If you’ve been following my last few posts, you know that I’m fascinated by the lack of self-observation in our lives. One thing that fascinates me even more is our tendency to believe what we wish for, although it might contradict our experience or hard data.
I think it fascinates me because I don’t (yet) understand how it works.
When we are overwhelmed, we say to ourselves things like “I’ll sit my ass down during the weekend/evening/whatever and I’ll finish this thing”. I feel this urge too—although I often resist: “But wait, the previous time I had a similar problem it took months to finish”, or “But wait, I’ve already worked for three full days and it doesn’t seem I’ve got halfway there,” or “But wait, when the products are delivered the client virtually always asks for more”.
When we fail to resist, we run like hamsters in a hamster wheel. When we say “but wait…”, we find better solutions, such as hire a person, fire a person, move money between budgets, abandon a project, take leave, modify a process, switch providers, etc.
Why is our primary urge to sit our ass down and work? Why do we need to resist? Why do we sometimes fail to resist? It looks like we’re wishing for something—for example, wishing we could finish this thing by working overnight—and then we somehow believe in our wish.
Or is it just that when we’re stressed we want to just sit down and work as a way to relieve our stress?
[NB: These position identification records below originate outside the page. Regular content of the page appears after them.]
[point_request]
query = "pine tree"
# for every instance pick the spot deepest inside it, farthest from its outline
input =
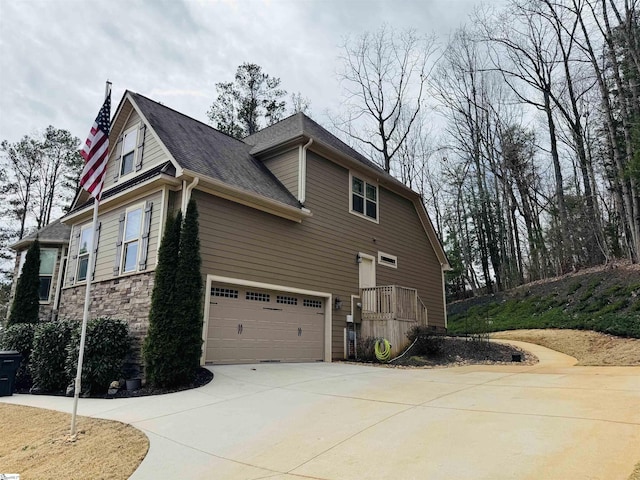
(26, 301)
(160, 344)
(188, 300)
And yet, when the stakes are high, we often don’t behave like that. For example, people generally don’t miss planes, do they? Even those who are often otherwise late.
I find this all the more fascinating because I’ve been working as a software developer for decades, and software development is notorious for late projects. The thing is, if you look at it objectively, I don’t think it’s inherently much harder to make time estimates for software development. Good methods exist, and they consist in systematic self-observation. But I think that we have traditionally been especially affected by the believe-in-what-you-wish-for mentality.